No entiendo cuando utilizar los pines DE y RE del 75176, yo tengo entendido que son para habilitar la comunicacion entre el maestro y los esclavos pero realmente no entiendo muy bien aun como es el proceso, cuando van los cambios de habilitar e inhabilitar estos pines, cuando el maestro los habilita y cuando los esclavos hacen ese cambio tambien .

Necesito una explicacion clara de esto por fa! es que ya me canse de leer manuales datasheets de todos estos chips pero ninguno aclara el protocolo en si de cuando inhabilitar y cuando habilitar estos pines de alta impedancia o no.

en mi caso yo necesito usar una red de varios micros esclavos y un maestro PC, uso 2 hilos tx y rx hasta el momento me funciona muy bien rs232, pero necesito ya hacer la red de varios micros, el protocolo que hice ya tiene incluido la direccion para cada micro y los datos , pero aun no se como sincronizar y cuando los pines del 75176 DE y RE y como pa que exactamente son y si son estrictamente necesarios de usar o no .

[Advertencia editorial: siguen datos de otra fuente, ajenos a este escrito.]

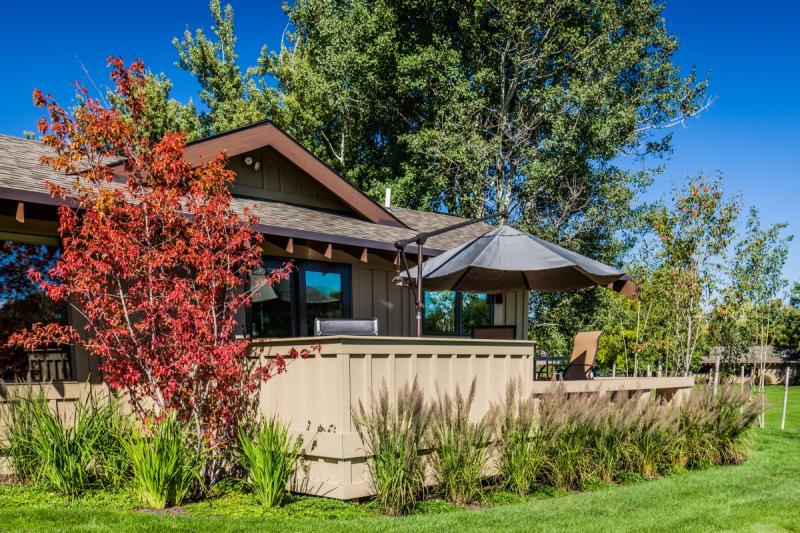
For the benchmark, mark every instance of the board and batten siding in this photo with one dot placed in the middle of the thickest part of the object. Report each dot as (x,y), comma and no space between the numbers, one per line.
(376,296)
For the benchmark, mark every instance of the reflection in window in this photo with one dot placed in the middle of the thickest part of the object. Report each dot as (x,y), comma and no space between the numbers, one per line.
(272,305)
(474,312)
(21,305)
(323,297)
(455,313)
(289,308)
(440,312)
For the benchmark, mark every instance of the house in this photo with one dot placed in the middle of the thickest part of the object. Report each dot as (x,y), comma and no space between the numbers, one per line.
(341,240)
(342,243)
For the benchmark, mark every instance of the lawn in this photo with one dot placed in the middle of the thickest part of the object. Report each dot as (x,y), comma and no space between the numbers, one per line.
(761,494)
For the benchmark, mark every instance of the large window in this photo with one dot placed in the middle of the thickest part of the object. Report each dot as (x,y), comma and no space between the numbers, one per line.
(455,313)
(314,290)
(22,303)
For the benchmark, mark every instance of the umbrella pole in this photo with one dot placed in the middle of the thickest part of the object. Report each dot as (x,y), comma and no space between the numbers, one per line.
(420,302)
(420,239)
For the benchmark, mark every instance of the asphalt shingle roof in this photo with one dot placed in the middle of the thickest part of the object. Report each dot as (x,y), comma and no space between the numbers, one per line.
(21,171)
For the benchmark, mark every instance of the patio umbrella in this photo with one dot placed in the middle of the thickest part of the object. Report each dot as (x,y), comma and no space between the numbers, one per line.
(507,259)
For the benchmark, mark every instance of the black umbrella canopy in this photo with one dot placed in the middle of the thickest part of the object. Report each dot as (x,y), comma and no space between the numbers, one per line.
(506,259)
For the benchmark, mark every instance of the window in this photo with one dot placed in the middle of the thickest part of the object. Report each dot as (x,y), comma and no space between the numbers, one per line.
(313,290)
(23,303)
(455,313)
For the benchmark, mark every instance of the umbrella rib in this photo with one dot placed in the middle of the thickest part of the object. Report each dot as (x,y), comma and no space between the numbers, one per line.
(463,248)
(461,277)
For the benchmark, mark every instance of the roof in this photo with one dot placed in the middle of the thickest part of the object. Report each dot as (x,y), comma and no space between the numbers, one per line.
(776,355)
(23,177)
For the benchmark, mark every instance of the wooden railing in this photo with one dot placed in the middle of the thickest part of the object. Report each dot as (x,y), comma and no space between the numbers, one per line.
(50,364)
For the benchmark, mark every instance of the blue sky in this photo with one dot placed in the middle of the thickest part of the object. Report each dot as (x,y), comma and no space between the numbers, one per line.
(751,51)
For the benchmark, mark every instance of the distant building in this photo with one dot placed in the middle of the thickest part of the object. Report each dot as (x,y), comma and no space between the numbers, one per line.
(776,360)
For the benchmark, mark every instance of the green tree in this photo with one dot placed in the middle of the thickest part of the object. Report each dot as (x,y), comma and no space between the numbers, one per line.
(471,106)
(232,97)
(695,235)
(757,275)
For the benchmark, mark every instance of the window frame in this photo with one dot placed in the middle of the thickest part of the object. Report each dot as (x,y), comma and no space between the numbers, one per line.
(67,350)
(298,288)
(458,305)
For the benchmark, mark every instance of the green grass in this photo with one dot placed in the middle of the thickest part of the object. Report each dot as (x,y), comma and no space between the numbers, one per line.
(762,494)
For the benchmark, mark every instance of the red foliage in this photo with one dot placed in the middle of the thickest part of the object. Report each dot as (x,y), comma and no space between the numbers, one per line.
(156,260)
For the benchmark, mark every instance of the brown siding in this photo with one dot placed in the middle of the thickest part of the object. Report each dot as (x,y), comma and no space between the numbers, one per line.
(278,179)
(376,296)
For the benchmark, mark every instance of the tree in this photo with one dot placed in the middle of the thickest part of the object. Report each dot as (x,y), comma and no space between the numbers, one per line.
(757,278)
(469,107)
(695,237)
(155,259)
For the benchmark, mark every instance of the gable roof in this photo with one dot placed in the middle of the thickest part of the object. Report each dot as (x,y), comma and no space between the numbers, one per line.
(23,177)
(266,134)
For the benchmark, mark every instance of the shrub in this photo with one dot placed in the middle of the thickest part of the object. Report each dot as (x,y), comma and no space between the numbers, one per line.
(654,442)
(269,457)
(565,426)
(165,463)
(66,455)
(715,428)
(393,438)
(19,420)
(458,447)
(613,428)
(521,450)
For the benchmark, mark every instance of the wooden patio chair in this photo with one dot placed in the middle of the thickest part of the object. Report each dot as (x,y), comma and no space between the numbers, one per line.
(584,351)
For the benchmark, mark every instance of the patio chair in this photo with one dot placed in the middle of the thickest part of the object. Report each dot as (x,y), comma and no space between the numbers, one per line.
(324,327)
(584,350)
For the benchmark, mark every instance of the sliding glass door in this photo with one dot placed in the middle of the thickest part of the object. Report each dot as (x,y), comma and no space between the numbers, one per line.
(314,290)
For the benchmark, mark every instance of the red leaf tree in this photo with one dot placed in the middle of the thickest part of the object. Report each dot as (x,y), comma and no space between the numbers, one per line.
(154,258)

MUCHAS GRACIAS POR LA AYUDA QUE PUEDA RECIBIR agradezco explicaciones sencillas y claras.


----------



## toni40ext (Oct 29, 2007)

no se si te habran contestado ya, pero si no ahi va una forma de utilziar DE y RE. 
como habras visto DE y RE son complementarias es decir mientras DE funciona con un uno RE lo hace con un cero. lo ideal es unir estas dos patillas de forma que cuando haya un cero en ambas, este nodo estara en recepcion y cuando haya un uno este equipo estara en transmisión. Partiendo de aqui el maestro deberia pasar su hilo DE/RE a uno mientras trasnmite su peticion o sus ordenes y pasar inmediatamente a escuchar es decir ponerlo a cero. A su vez los esclavos tendran un cero hasta que uno de ellos sea requerido, entonces pasa su hilo a uno y comienza a trasmitir.  Si necesitas alguna aclaracion mas hazmelo saber


----------



## toni40ext (Oct 29, 2007)

Ah, perdona utiliza para esto DTR, CTS o cualquier otra señal RS232, sobre la que tengas control.


----------